The Associated Press called the race for Evers about 1:20 a.m. Wednesday based on unofficial returns.
The race was so close that Walker’s team said a detailed review of balloting and a recount were possible. But an unofficial tally had Evers winning by 1.1 percentage points — a margin that would be too large for a recount if it held.
“It’s time for a change, folks,” Evers, the state schools superintendent, told supporters in front of a large Wisconsin flag on the stage of Madison’s Orpheum Theater.
“I will be focused on solving problems, not on picking political fights.”
Walker’s lieutenant governor, Rebecca Kleefisch, told Republicans gathered in Pewaukee that volunteers and donations would be needed for a likely recount.
“The fight is not over,” Kleefisch told supporters around 1 a.m. “I am here to tell you this morning that this race is a dead heat. It’s too close to call.”

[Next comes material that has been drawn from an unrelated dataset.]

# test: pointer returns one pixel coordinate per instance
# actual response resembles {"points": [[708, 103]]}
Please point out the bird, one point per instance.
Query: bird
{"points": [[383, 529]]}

Walker campaign adviser Brian Reisinger said Walker would wait until the official canvass and tallying military ballots before deciding what to do.
“Thousands of ballots were damaged and had to be re-created,” Reisinger said in a statement. “Until there is a comparison of the original ballots to the re-created ballots, there is no way to judge their validity.”
This campaign marked Walker’s fourth run for governor in eight years, including an unsuccessful effort to recall him in the middle of his first term.
A win by Evers would give Democrats a grip on power in Wisconsin’s Capitol for the first time in six years.
His running mate, former state Rep. Mandela Barnes, would become the state’s first African-American lieutenant governor when the two are sworn in in January.
“We are bringing education back to the state of Wisconsin,” Barnes said. “We are bringing science back to the state of Wisconsin and we will bring equality back to the state of Wisconsin.”
Walker’s national profile
Walker drew national attention in 2011 when he unveiled a plan to scale back collective bargaining for most public workers and was met with massive protests and, a year later, the recall election.
Walker’s limits on unions and his victory in the recall election paved the way for a presidential run.
That campaign sputtered and Walker withdrew from the race in September 2015. He spent the following years trying to re-connect with voters, but Evers and his allies used Walker’s presidential run to portray him as a politician more interested in himself than the people of the state.
As the state schools superintendent, Evers for years has been at odds with Walker on school funding, the expansion of private school vouchers and the ability of teachers to collectively bargain. Evers often deployed his criticism of Walker in a low-key fashion and the two at times found ways to work together before Evers mounted his bid for governor last year.
End of total GOP control
An Evers’ victory would end the complete control of the state Capitol that Republicans have enjoyed since 2013. But with Republicans holding on to both houses of the Legislature, Evers would have to find compromise to achieve his priorities.
Some of Evers’ goals, such as eliminating the limits on unions known as Act 10 and the state’s school voucher programs, would be all but certain to remain out of reach for him with split control of state government.
The race for attorney general was also tight, with Democrat Josh Kaul leading Republican incumbent Brad Schimel 50 percent to 49 percent — making a recount possible in that race, too.